В то время я подумывала купить павильон Соединенных Штатов на биеннале, принадлежавший Художественным галереям Гранд-Централ, которые были готовы расстаться с ним за двадцать тысяч долларов. Но я решила, что ответственность слишком велика, тем более что я не могла себе этого позволить. Покупка павильона вынудила бы меня каждые два года ездить в Нью-Йорк и выбирать выставки, а затем брать на себя все расходы по перевозке и страхованию. Очевидно, это была работа для музея, если не для государственного органа. Павильоны всех других стран принадлежат организациям, которые спонсируют или поддерживают их правительства. Однако у нас в Соединенных Штатах государство не выделяет субсидии на биеннале. К счастью, в 1954 году павильон купил Музей современного искусства, что было куда более логично.

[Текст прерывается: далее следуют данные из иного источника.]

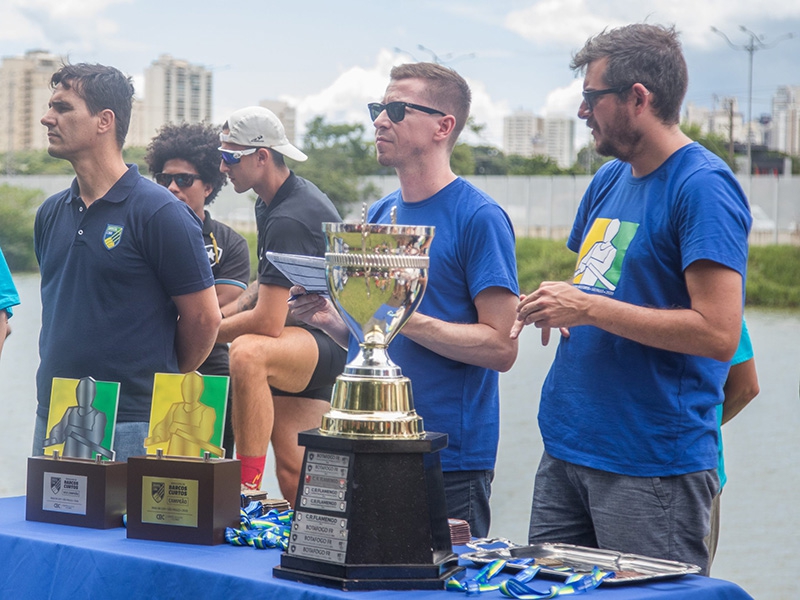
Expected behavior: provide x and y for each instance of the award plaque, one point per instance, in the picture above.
(74, 491)
(180, 492)
(370, 510)
(182, 499)
(78, 482)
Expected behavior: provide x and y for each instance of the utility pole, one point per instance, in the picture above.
(728, 103)
(756, 43)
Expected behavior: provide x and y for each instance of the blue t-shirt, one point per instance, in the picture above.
(109, 272)
(613, 404)
(472, 250)
(743, 353)
(8, 293)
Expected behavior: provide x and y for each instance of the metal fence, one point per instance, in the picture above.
(545, 206)
(539, 206)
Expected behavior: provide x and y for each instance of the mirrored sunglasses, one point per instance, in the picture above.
(182, 180)
(396, 111)
(234, 157)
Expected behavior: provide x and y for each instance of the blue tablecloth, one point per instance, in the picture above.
(40, 560)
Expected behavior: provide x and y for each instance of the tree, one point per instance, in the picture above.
(17, 211)
(338, 154)
(713, 142)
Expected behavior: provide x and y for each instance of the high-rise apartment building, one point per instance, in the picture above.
(723, 119)
(287, 114)
(24, 96)
(175, 91)
(525, 134)
(785, 126)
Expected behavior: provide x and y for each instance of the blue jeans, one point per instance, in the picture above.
(128, 438)
(662, 517)
(467, 496)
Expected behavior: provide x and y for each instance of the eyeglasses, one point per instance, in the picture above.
(234, 157)
(589, 96)
(182, 180)
(396, 111)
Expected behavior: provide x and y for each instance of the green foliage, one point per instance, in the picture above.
(773, 276)
(135, 155)
(713, 142)
(542, 260)
(17, 211)
(337, 156)
(462, 160)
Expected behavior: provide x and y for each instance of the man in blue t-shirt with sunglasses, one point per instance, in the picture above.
(628, 410)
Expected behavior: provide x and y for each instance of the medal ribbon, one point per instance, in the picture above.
(516, 588)
(259, 530)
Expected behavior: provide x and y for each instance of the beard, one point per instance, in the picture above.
(617, 139)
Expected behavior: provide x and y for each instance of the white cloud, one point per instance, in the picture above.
(59, 24)
(571, 22)
(345, 100)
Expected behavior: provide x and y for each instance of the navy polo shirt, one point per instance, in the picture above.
(109, 272)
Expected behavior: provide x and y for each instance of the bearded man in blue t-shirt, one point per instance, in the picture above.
(649, 322)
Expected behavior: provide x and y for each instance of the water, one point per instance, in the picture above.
(760, 512)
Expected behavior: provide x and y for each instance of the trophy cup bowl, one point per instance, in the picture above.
(376, 275)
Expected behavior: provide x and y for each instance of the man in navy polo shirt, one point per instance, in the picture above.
(127, 290)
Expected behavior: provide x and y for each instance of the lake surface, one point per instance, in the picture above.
(758, 543)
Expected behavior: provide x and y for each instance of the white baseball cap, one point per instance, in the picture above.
(259, 127)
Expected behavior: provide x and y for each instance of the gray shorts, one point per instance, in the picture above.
(662, 517)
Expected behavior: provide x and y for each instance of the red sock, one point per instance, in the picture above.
(252, 470)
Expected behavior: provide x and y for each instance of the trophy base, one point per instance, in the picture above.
(73, 491)
(182, 499)
(376, 408)
(370, 515)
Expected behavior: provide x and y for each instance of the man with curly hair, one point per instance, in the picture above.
(184, 159)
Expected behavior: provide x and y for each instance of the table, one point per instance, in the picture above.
(42, 560)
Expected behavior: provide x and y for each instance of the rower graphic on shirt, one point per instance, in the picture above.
(602, 252)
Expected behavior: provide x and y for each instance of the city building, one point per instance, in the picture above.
(785, 126)
(175, 91)
(287, 114)
(723, 118)
(24, 96)
(525, 134)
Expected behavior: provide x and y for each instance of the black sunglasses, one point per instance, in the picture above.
(396, 111)
(182, 180)
(590, 95)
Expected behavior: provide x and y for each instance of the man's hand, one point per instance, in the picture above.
(554, 304)
(319, 312)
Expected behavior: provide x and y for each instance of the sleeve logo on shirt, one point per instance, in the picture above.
(112, 236)
(602, 252)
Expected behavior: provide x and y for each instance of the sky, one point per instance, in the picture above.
(331, 57)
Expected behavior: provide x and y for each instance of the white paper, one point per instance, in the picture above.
(307, 271)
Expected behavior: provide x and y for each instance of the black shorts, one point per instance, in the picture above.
(330, 364)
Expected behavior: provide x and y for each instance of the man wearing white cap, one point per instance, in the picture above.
(297, 361)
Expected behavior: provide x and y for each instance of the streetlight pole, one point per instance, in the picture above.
(756, 43)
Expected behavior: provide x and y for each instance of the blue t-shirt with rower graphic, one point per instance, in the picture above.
(613, 404)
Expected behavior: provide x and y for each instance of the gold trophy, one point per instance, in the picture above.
(377, 275)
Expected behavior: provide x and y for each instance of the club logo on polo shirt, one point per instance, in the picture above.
(112, 236)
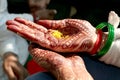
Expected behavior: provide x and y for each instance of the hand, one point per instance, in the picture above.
(44, 14)
(67, 67)
(13, 68)
(73, 35)
(36, 5)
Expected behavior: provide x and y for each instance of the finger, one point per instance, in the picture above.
(30, 24)
(52, 24)
(19, 71)
(81, 25)
(32, 34)
(46, 58)
(10, 73)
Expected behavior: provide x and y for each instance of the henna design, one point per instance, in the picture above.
(81, 34)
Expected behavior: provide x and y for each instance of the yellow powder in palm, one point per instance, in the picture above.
(58, 34)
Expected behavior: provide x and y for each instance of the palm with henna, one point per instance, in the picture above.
(67, 67)
(73, 35)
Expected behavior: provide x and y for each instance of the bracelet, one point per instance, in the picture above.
(109, 40)
(97, 43)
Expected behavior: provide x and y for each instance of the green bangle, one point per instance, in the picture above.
(109, 40)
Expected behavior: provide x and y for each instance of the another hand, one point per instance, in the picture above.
(36, 5)
(13, 68)
(67, 67)
(44, 14)
(68, 35)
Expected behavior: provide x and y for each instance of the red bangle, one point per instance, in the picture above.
(97, 43)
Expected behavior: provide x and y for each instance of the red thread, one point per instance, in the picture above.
(97, 43)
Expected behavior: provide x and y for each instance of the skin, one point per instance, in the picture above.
(82, 35)
(63, 67)
(66, 66)
(13, 68)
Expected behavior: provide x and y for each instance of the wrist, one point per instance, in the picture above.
(97, 43)
(107, 39)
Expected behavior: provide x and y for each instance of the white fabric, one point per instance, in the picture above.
(9, 41)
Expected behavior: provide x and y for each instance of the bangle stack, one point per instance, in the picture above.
(97, 43)
(109, 40)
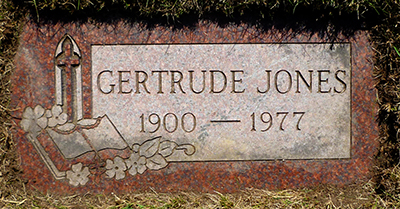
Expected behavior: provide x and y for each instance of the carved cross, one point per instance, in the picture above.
(68, 79)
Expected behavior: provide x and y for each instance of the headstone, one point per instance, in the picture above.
(121, 107)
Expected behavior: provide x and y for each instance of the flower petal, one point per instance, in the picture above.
(26, 124)
(132, 171)
(62, 118)
(28, 113)
(39, 111)
(72, 178)
(56, 110)
(48, 113)
(52, 122)
(85, 171)
(141, 168)
(77, 168)
(110, 173)
(83, 180)
(42, 122)
(119, 174)
(109, 164)
(120, 163)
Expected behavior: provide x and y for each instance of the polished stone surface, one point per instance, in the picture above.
(230, 101)
(78, 129)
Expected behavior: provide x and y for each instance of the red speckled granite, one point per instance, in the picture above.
(33, 83)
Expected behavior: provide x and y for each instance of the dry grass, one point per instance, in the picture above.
(322, 197)
(381, 192)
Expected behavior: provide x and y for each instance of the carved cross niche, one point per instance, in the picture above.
(68, 78)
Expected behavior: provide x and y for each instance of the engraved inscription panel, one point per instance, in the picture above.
(230, 101)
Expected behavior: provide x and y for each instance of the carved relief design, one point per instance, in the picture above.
(75, 136)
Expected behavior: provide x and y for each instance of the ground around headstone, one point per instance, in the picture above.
(14, 193)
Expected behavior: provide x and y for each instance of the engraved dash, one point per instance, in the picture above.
(225, 121)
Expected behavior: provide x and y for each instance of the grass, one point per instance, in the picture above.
(380, 17)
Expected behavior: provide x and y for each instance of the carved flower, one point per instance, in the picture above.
(136, 164)
(78, 175)
(116, 168)
(58, 117)
(32, 118)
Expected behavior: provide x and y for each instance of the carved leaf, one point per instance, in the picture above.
(156, 162)
(150, 147)
(66, 127)
(167, 148)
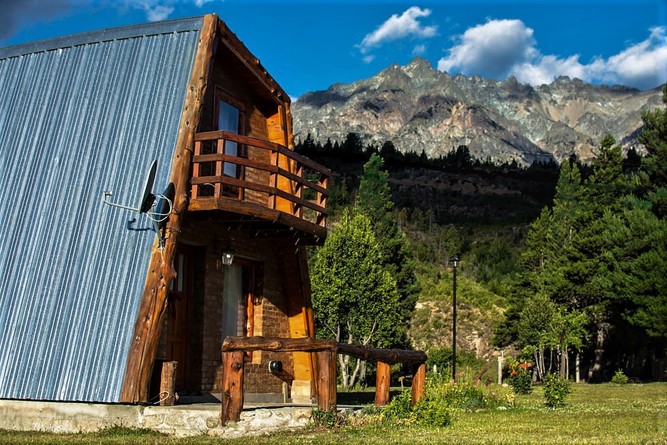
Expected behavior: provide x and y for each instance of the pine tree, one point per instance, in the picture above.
(374, 200)
(354, 298)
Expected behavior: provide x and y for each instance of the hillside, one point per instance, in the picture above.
(421, 109)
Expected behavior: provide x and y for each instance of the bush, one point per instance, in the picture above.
(327, 418)
(620, 378)
(441, 397)
(519, 376)
(555, 390)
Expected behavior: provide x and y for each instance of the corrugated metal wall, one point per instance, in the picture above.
(74, 122)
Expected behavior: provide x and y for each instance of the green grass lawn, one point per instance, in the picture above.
(595, 414)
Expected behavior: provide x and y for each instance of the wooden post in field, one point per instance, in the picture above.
(232, 386)
(326, 380)
(382, 381)
(168, 383)
(418, 382)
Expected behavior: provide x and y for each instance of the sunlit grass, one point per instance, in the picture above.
(594, 414)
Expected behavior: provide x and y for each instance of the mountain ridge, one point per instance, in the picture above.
(419, 108)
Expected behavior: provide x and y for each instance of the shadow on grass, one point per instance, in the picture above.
(362, 397)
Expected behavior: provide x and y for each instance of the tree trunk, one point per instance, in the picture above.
(595, 371)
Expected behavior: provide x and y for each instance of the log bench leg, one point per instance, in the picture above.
(382, 381)
(418, 382)
(326, 380)
(232, 386)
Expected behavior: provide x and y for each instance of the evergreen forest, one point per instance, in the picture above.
(562, 266)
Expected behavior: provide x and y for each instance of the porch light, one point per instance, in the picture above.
(228, 257)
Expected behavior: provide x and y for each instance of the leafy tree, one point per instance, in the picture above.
(355, 299)
(375, 202)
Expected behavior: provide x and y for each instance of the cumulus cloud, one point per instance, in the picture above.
(15, 13)
(419, 50)
(500, 48)
(491, 49)
(157, 10)
(398, 27)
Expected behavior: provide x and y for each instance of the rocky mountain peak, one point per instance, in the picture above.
(420, 108)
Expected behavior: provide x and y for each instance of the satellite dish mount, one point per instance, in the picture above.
(156, 207)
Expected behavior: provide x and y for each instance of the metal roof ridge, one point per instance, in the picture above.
(104, 35)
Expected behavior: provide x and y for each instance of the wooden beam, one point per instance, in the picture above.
(277, 344)
(232, 386)
(153, 304)
(382, 382)
(389, 356)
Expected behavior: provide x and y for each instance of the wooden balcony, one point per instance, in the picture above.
(281, 191)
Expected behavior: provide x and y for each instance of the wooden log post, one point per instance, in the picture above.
(168, 383)
(382, 382)
(150, 316)
(418, 382)
(232, 386)
(326, 380)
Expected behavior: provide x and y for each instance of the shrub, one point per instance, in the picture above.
(441, 397)
(555, 390)
(431, 412)
(519, 376)
(326, 418)
(620, 378)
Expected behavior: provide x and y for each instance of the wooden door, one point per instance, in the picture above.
(178, 315)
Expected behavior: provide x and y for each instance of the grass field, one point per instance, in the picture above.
(595, 414)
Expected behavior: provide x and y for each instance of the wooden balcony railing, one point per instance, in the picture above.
(259, 178)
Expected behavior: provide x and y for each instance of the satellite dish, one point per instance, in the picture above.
(163, 205)
(146, 199)
(158, 211)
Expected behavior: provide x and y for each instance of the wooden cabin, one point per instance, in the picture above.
(92, 300)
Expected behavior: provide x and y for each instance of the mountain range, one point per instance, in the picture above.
(419, 108)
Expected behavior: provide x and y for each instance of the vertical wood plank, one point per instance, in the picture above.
(418, 382)
(196, 170)
(382, 381)
(168, 383)
(326, 385)
(232, 386)
(150, 316)
(219, 149)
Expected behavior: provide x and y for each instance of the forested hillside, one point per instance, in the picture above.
(556, 261)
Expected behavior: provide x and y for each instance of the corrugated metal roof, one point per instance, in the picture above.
(78, 116)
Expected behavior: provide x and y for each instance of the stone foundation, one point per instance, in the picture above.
(180, 420)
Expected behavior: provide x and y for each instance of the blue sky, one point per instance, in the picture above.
(309, 45)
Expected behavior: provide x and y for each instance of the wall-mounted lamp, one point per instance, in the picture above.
(228, 257)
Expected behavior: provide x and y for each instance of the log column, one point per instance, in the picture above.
(418, 382)
(153, 305)
(326, 380)
(382, 381)
(232, 386)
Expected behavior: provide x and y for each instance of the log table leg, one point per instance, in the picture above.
(418, 382)
(232, 386)
(168, 383)
(382, 381)
(326, 384)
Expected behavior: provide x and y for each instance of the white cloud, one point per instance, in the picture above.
(397, 27)
(491, 49)
(419, 50)
(368, 59)
(500, 48)
(643, 65)
(157, 10)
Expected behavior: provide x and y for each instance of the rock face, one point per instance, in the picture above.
(419, 108)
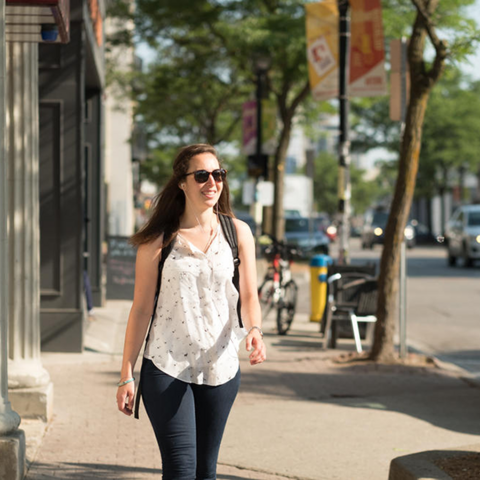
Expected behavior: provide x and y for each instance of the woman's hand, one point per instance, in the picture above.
(126, 398)
(255, 341)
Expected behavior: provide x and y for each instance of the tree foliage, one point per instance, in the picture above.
(204, 70)
(364, 192)
(425, 72)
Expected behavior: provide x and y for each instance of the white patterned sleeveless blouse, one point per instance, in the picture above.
(195, 333)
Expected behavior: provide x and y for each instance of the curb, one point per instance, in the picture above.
(421, 466)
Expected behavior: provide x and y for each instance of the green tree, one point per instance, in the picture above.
(423, 75)
(364, 193)
(203, 71)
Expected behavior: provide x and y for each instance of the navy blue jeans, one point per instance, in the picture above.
(188, 421)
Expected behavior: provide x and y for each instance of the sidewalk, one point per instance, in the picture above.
(299, 415)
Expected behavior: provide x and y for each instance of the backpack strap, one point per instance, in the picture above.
(165, 252)
(230, 233)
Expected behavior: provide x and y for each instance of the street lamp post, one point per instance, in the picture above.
(344, 189)
(258, 162)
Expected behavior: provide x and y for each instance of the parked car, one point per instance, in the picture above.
(373, 231)
(307, 234)
(423, 235)
(462, 235)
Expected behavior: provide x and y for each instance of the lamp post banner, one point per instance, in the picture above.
(367, 55)
(322, 49)
(249, 127)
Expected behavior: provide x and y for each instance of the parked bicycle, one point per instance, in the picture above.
(278, 289)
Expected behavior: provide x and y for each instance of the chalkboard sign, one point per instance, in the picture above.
(120, 268)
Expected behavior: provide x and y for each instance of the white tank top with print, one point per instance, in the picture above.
(195, 333)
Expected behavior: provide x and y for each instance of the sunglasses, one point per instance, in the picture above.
(202, 176)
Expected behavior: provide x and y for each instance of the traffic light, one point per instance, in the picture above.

В 1950 году Альфред Франкфуртер, редактор «Арт Ньюс», открыл в этом павильоне американскую выставку, на которой Поллок был представлен тремя картинами. До тех пор его лучшим полотном на биеннале была «N 1» 1948 года, приобретенная Музеем современного искусства. Эта великолепная картина, которая через несколько лет оказалась в числе немногих пострадавших во время пожара в музее, на всей биеннале стояла особняком, хотя там и были выставлены Таможенник Руссо, Матисс и Кандинский. Я помню свое бесконечное удивление, когда мне раскрыли на это глаза: мне всегда было сложно осознать факт величия Поллока.
В 1950 же году биеннале провела небольшую смешанную выставку скульптуры в зале, до нелепости для этой цели не подходящем: не в главном помещении итальянского павильона, где ей бы следовало проходить, но во внешнем. Выставлялись Арп, Цадкин и Лоран. Джакометти отказался от этого ужасного salle[84], который ему предложил Лоран. Арпа предупредили, что его работы выставили очень плохо, но, когда он вошел в главное помещение, где проходила выставка Виани, он радостно сказал: «О, мой зал совсем не так уж плох».
В 1954 году у Арпа прошла замечательная выставка на биеннале. Как и у Макса Эрнста. Они оба получили главные призы конкурса. По этому случаю Макс пришел ко мне домой и оставил в гостевой книге запись: «Старый друг вернулся сейчас и навеки». Так мы наконец помирились.
Премии на биеннале всегда вызывают большую шумиху. В этом сильно замешана политика, и никогда не бывает такого, чтобы все остались довольны. Из четырех важнейших призов, два за живопись и два за скульптуру, два по два миллиона лир вручает председатель Совета министров Италии и два по полтора миллиона лир вручает коммуна Венеции. Бессчетные прочие мелкие призы вручают самые разные люди и коммерческие организации не только из Венеции, но всей Италии. В том числе ресторан «Анджело», принадлежащий моему бывшему секретарю Витторио Карраину. «Анджело» — излюбленное заведение художников, и все его стены покрыты современными картинами; эту традицию начал брат Витторио, Ренато, погибший в автокатастрофе. Помимо художников в «Анджело» часто бывают регбисты, и очень странно видеть эти два совершенно разных типажа, чувствующих себя как дома под крышей одного ресторана, где подают изумительную еду и где я многие годы ела каждый день, прежде чем нашла свой палаццо.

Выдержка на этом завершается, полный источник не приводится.